Best Practice Screenshot showing a bed What the best practice does right. Promotes trust badge prominently and visibly (sticky). CHATBOTS Chatbots are a new thing and the first helpful integration of AI into ecommerce that shows promising results. They provide a sort of customer service that goes beyond Q&A and gives a feeling of talking to another person instead. There are different kinds of chatbots: some have very fixed response patterns. Others use machine learning to provide a more flexible (and real) experience. Some work on messengers like Facebook, Slack, or SMS; others work right on the product page.
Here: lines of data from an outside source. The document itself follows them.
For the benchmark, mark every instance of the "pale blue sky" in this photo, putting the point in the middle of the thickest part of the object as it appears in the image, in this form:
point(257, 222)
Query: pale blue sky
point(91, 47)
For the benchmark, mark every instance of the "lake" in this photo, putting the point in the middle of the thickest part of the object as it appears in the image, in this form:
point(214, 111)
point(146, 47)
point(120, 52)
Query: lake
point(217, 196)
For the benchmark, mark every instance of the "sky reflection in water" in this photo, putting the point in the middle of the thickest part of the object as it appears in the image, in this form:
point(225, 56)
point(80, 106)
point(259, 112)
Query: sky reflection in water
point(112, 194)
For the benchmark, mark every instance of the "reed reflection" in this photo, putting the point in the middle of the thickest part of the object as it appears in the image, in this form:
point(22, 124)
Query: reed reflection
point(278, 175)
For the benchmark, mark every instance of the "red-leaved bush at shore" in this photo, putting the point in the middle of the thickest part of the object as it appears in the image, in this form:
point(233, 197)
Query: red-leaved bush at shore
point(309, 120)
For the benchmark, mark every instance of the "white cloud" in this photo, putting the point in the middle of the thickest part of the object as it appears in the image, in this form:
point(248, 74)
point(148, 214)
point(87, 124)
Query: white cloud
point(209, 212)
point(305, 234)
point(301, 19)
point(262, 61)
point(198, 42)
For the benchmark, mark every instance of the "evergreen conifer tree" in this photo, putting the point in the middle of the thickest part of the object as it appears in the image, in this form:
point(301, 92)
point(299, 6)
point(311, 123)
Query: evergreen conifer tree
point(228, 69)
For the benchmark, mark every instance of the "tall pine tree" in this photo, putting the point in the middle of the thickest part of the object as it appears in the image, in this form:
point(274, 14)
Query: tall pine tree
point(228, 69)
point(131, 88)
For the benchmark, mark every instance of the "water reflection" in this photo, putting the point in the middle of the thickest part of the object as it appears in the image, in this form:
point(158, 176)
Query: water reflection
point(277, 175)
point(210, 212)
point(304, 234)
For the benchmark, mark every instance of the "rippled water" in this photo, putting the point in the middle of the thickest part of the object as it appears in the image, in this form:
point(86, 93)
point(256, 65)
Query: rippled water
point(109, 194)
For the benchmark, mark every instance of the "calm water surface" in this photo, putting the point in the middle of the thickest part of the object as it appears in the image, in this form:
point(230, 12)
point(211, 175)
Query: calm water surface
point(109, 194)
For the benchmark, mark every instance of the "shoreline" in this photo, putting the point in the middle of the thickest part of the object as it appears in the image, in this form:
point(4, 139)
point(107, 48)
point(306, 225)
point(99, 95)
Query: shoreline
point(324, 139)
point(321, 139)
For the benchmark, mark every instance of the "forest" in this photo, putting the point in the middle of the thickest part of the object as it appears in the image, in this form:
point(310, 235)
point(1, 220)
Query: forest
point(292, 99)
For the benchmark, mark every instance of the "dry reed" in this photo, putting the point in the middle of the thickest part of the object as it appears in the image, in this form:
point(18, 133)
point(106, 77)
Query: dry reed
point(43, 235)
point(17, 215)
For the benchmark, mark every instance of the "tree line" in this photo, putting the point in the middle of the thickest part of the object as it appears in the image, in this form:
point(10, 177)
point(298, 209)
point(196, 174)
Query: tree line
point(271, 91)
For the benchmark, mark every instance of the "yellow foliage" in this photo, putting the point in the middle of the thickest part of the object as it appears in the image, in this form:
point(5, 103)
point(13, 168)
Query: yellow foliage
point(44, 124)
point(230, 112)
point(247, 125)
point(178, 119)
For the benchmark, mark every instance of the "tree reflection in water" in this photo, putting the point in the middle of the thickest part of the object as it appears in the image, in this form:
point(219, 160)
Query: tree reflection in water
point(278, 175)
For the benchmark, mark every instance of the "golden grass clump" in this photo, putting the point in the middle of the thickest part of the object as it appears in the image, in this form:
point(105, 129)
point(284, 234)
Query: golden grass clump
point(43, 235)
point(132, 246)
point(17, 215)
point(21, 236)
However, chatbots can also be a trap for brands if they have poor implementation. A few cardinal sins to avoid are: Not disclosing that the customer is talking to a bot. Only providing a fixed sequence of answers. Not redirecting customers Telemarketing list to a human being when a bot can’t help further or gets stuck. On the other hand, a well-done chatbot can be entertaining (see screenshot below) and provide value. Screenshot showing an eCommerce chatbot Poor Practice. What the worst practice does wrong. Chatbot is a just a series of choices, not a conversation.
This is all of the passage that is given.